Among texture-based methods, Gu et al. introduced geometry images in “Geometry images” (in ACM Transactions on Graphics (TOG), volume 21, pages 355-361. ACM, 2002). Starting from a mesh, a surface parameterization is first computed so that the mesh is topologically equivalent to a disk. A geometry image is then generated by rendering the mesh into a texture using the uv parameterization instead of vertices positions. The result is a flat textured representation of the mesh where each pixel contains one interpolated vertex position value. Other information such as normal and texture coordinates may also be stored as per pixel values. This geometry image can then be used to approximately reconstruct the initial mesh.
Sanders et al. extended this work in “Multi-chart geometry images” (in proceedings of the 2003 Eurographics/ACM SIGGRAPH symposium on Geometry processings, pages 146-155, Euro-graphics Association, 2003) to multi-charts geometry images to limit distortions introduced in Gu et al. To do this, multiple cuts are found over the mesh to extract various charts parameterized independently. The charts are then distributed all over the texture through a chart placement algorithm. Finally, the classical geometry images rendering is applied in a first pass to generate the multi-charts geometry image. As rasterization on the border of the two adjacent charts may give different values on each chart, they apply a border zippering algorithm. The algorithm avoids cracks and ensures continuity at chart borders. In a second pass, a one-pixel large border is created around each chart to force neighboring charts to share the exact same border. Better reconstructions are obtained, minimizing distortion artifacts.

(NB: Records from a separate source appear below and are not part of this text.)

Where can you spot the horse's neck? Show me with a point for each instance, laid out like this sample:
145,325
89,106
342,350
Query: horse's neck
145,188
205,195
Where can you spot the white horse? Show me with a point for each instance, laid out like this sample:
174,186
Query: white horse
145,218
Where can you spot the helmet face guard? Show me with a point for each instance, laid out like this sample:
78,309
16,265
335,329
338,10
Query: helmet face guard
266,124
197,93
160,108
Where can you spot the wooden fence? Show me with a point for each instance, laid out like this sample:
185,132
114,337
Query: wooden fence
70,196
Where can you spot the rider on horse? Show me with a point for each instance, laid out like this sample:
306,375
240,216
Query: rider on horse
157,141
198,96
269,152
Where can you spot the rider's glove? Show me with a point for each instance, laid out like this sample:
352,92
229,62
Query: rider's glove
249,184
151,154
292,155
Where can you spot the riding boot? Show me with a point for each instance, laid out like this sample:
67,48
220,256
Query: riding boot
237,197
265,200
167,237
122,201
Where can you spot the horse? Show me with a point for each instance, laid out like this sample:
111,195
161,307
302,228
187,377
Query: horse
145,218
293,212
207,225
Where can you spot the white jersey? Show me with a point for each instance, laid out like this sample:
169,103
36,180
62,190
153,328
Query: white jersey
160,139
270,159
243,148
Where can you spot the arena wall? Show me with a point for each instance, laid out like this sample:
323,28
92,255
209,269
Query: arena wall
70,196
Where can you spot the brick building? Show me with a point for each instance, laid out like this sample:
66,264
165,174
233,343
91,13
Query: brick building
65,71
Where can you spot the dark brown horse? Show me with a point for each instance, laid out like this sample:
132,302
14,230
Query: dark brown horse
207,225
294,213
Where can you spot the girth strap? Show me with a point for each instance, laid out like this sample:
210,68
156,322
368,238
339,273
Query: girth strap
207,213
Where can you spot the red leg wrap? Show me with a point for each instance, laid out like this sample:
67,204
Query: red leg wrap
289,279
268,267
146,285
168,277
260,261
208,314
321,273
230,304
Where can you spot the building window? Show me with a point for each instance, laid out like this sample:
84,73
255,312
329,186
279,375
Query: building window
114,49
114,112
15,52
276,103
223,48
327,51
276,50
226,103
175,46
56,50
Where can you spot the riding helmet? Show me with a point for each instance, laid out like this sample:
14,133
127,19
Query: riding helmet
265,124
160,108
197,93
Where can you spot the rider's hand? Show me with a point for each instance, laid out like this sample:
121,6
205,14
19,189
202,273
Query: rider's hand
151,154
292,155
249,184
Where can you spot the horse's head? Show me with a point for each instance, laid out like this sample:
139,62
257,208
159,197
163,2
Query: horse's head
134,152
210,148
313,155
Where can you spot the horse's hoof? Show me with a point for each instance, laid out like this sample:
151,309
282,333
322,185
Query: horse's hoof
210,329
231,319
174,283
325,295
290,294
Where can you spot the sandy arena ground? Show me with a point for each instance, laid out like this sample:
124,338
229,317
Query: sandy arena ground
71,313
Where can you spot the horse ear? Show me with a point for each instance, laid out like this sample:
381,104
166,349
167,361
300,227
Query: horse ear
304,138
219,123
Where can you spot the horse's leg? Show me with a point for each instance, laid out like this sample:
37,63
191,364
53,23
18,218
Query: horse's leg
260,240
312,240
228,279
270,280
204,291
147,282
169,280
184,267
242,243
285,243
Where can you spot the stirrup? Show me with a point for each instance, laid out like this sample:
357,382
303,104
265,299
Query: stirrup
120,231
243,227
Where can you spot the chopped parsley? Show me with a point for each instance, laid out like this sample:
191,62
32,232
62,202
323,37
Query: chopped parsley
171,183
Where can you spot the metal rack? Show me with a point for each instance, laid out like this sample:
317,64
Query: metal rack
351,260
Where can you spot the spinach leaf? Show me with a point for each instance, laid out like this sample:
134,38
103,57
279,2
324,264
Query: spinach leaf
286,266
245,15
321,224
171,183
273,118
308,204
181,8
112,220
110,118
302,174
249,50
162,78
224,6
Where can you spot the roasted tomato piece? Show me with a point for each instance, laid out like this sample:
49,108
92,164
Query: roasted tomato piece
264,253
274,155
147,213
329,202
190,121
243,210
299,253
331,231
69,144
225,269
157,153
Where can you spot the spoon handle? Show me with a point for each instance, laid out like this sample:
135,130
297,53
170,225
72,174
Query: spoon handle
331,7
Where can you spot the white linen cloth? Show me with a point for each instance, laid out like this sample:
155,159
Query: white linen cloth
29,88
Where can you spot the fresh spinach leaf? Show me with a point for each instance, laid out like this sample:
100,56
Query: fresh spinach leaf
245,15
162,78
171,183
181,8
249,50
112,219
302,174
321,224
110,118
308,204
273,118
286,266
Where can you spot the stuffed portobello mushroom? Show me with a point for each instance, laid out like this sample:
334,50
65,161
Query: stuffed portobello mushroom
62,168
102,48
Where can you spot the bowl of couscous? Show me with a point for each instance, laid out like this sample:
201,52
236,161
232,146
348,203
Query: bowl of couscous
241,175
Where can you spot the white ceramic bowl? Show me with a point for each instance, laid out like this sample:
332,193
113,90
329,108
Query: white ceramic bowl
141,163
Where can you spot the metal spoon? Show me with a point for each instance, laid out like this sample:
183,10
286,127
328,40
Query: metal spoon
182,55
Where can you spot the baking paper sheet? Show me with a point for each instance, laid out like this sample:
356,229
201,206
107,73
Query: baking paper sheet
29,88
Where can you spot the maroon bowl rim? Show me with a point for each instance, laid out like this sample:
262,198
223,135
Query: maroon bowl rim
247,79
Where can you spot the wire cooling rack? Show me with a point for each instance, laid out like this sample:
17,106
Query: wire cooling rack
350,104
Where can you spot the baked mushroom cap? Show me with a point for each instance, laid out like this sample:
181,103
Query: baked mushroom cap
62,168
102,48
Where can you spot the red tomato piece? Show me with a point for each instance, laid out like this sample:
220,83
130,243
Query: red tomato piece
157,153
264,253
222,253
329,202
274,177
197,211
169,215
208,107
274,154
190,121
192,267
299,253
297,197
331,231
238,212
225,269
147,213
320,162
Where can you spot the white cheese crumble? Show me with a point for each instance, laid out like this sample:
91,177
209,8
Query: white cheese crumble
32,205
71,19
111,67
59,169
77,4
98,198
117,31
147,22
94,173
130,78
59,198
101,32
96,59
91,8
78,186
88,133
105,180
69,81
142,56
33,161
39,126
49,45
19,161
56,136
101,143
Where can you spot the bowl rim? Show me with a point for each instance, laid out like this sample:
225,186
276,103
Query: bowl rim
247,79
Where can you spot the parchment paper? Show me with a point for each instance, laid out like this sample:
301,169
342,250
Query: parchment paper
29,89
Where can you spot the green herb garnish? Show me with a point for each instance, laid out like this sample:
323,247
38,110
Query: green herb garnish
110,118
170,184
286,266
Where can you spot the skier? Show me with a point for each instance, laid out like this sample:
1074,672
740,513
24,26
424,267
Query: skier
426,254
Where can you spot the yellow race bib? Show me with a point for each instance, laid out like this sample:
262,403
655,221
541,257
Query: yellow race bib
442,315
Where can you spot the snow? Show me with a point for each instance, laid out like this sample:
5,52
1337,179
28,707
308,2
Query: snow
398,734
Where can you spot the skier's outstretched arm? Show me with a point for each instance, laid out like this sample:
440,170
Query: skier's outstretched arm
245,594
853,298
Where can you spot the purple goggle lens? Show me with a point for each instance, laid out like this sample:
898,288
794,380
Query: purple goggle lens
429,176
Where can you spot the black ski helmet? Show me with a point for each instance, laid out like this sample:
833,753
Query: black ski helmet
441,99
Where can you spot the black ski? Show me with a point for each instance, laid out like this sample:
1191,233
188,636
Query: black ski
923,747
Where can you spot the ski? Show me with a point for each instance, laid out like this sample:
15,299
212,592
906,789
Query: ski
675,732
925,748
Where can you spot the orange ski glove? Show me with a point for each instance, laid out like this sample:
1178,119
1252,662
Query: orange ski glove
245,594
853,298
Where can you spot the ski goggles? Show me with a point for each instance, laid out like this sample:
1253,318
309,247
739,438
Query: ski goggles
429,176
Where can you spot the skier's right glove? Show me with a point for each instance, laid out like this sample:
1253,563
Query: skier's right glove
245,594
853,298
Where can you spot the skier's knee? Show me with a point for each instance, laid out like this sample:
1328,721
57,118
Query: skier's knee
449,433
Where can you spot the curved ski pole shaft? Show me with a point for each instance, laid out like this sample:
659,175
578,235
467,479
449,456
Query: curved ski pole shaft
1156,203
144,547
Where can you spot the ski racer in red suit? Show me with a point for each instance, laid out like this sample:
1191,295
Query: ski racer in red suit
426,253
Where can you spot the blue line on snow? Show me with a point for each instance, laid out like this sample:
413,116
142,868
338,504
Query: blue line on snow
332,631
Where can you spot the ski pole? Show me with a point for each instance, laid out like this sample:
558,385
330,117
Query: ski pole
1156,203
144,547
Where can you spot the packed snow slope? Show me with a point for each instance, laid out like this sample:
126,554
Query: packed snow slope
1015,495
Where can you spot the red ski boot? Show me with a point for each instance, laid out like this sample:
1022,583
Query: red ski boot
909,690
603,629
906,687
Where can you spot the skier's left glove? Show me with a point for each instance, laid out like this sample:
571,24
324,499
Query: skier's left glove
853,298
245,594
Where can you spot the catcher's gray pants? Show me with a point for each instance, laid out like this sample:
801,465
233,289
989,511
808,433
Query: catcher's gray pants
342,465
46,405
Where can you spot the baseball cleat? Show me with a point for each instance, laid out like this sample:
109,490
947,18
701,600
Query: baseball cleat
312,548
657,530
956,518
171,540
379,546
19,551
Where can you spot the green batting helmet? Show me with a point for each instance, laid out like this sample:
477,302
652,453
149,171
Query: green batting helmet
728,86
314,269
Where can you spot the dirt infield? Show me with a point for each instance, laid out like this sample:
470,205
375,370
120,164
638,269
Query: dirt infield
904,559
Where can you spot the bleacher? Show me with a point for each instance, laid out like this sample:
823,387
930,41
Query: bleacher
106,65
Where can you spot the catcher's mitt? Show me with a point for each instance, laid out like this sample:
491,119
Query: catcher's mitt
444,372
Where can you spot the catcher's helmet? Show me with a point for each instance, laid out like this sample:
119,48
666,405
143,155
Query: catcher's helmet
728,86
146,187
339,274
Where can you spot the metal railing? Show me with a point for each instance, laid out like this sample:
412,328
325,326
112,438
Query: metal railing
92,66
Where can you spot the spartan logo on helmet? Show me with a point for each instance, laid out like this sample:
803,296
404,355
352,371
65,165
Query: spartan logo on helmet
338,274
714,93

Geometry images have been used for efficient ray-tracing of meshes on the GPU, proving this structure suitable for the GPU. However, while the reconstruction based on multi-chart geometry image is seamless due to the border zippering, each chart of the geometry image is independent from its neighbors. This representation does not allow jumping from a chart to another at run-time. For instance, being on border pixel of a source chart of the geometry image, there is no solution to find its neighbor in a destination chart. While geometry images are good mesh data structure for fast GPU access, it is impossible to use such representation to arbitrarily move around the object because charts are always independent.